Migrating from AssemblyAI Speech-to-Text to Deepgram
A step-by-step guide for developers to migrate from AssemblyAI to Deepgram Speech-to-Text.
This guide provides a detailed step-by-step process for developers transitioning from AssemblyAI speech-to-text (STT) services to Deepgram's STT services using the Deepgram SDKs. The goal is to ensure a smooth migration by highlighting differences and demonstrating equivalent functionalities between the two platforms.
Getting Started
Before you can use Deepgram, you'll need to create a Deepgram account. Signup is free and includes $200 in free credit and access to all of Deepgram's features!

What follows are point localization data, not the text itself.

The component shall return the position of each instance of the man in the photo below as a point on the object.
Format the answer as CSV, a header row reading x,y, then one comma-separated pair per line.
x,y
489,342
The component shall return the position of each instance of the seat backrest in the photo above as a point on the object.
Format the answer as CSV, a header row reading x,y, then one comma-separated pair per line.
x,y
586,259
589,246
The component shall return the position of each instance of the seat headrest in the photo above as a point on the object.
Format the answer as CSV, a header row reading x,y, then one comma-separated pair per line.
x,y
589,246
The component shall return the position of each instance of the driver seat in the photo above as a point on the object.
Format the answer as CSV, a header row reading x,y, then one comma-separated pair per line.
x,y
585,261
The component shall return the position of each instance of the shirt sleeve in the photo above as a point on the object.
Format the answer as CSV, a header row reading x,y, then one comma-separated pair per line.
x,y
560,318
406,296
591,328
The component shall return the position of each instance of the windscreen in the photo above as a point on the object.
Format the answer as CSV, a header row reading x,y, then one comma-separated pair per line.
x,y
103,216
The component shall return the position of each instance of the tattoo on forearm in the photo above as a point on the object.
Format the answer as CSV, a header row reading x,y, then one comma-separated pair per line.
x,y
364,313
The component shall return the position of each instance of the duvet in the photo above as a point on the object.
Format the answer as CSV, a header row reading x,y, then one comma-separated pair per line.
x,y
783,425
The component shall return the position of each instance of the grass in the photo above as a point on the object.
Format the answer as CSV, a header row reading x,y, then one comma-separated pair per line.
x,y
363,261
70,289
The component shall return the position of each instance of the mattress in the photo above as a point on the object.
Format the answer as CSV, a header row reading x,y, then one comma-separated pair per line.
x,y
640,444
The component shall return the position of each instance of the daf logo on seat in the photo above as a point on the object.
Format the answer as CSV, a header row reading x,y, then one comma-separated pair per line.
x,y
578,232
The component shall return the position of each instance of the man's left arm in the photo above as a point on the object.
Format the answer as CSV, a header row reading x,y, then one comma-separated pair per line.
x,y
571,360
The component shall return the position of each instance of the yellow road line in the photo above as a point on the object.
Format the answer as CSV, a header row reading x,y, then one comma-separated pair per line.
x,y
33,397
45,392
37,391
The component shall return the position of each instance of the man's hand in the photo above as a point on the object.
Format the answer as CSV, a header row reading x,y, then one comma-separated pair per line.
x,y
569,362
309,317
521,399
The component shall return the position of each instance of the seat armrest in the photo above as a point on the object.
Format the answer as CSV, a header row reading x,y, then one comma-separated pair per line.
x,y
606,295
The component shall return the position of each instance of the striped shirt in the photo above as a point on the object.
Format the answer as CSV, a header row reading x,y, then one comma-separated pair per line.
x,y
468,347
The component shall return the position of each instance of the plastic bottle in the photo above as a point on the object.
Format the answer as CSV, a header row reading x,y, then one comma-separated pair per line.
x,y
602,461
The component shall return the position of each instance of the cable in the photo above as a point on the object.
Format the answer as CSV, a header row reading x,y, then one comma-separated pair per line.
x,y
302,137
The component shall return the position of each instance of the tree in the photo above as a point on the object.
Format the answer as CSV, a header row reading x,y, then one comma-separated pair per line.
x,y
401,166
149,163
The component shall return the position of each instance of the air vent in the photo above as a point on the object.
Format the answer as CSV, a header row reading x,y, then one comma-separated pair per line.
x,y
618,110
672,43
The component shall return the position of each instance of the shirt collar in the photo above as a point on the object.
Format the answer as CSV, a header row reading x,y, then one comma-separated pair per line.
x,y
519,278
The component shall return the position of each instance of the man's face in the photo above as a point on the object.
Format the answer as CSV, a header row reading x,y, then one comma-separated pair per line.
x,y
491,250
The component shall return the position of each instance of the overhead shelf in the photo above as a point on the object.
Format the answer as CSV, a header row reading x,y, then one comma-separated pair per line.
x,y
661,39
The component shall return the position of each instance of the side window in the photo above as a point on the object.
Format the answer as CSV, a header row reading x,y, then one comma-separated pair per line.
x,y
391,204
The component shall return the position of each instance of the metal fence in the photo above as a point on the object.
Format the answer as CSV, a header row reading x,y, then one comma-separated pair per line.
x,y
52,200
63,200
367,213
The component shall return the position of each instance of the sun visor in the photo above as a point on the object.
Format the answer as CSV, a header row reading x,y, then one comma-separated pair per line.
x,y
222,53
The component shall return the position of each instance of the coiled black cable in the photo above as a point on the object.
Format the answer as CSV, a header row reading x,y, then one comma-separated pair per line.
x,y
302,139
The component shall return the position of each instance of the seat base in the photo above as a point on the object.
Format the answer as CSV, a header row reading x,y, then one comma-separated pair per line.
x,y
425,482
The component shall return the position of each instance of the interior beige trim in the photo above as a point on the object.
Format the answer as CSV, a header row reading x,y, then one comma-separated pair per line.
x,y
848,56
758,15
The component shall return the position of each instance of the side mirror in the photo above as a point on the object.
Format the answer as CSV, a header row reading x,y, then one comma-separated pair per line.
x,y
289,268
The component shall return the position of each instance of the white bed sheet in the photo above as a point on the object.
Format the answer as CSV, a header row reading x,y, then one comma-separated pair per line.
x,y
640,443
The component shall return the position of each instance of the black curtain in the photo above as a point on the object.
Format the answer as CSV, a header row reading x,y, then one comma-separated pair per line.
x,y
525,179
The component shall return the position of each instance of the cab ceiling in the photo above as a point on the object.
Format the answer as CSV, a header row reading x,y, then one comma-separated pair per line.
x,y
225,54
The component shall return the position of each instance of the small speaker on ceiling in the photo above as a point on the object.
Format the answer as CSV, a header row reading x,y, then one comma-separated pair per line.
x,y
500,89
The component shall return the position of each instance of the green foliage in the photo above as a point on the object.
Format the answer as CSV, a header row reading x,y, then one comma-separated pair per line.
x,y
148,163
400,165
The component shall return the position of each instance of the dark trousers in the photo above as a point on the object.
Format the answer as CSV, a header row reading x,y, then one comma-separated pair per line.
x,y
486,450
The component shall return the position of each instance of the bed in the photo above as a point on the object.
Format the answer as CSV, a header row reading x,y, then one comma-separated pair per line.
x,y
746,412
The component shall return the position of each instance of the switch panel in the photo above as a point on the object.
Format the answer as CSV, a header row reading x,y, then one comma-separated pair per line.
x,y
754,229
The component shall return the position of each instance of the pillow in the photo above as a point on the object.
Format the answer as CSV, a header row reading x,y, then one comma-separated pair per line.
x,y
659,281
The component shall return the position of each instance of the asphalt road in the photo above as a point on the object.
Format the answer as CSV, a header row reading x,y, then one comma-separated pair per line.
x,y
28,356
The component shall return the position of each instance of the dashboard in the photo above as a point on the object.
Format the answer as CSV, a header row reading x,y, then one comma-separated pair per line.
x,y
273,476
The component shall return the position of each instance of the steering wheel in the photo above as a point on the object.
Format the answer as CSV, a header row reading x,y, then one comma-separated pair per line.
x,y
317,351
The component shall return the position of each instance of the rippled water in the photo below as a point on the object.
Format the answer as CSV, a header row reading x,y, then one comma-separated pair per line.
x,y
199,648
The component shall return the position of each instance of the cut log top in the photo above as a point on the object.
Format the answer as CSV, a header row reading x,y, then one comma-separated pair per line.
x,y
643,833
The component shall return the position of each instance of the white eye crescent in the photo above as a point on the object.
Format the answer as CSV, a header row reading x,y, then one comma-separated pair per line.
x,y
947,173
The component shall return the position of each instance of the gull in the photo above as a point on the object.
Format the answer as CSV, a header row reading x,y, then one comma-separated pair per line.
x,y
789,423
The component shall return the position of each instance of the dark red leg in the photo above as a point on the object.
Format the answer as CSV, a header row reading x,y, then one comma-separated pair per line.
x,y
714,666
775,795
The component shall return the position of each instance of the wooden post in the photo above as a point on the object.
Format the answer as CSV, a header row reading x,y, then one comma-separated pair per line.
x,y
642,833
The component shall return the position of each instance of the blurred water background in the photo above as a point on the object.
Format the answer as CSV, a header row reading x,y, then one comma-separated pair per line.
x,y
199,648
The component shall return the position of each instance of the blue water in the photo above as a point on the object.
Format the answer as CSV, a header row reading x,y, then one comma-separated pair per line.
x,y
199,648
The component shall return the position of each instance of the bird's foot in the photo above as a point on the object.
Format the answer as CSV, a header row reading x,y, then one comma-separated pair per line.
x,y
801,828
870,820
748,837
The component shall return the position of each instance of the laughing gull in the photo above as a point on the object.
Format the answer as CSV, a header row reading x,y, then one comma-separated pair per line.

Before you start, you'll need to follow the steps in the Make Your First API Request guide to obtain a Deepgram API key, and configure your environment if you are choosing to use a Deepgram SDK.
Prerequisites
Before proceeding with the migration, ensure you meet the following prerequisites:
Required Tools
- A code editor (e.g., Visual Studio Code)
- Terminal or command prompt access
- Node / Python installed
API Keys
- AssemblyAI API Key: Obtain from your AssemblyAI dashboard.
- Deepgram API Key: Sign up on Deepgram's platform and get your API key in the Deepgram Console.
Overview of AssemblyAI and Deepgram APIs
Both AssemblyAI and Deepgram provide robust speech-to-text APIs, but they have different endpoints, request parameters, and response structures. This guide will map AssemblyAI functionalities to their Deepgram equivalents.
Step-by-Step Migration Instructions
1. Setting Up the Environment
Node: Ensure you have Node.js installed. If not, download and install it from the Node.js website.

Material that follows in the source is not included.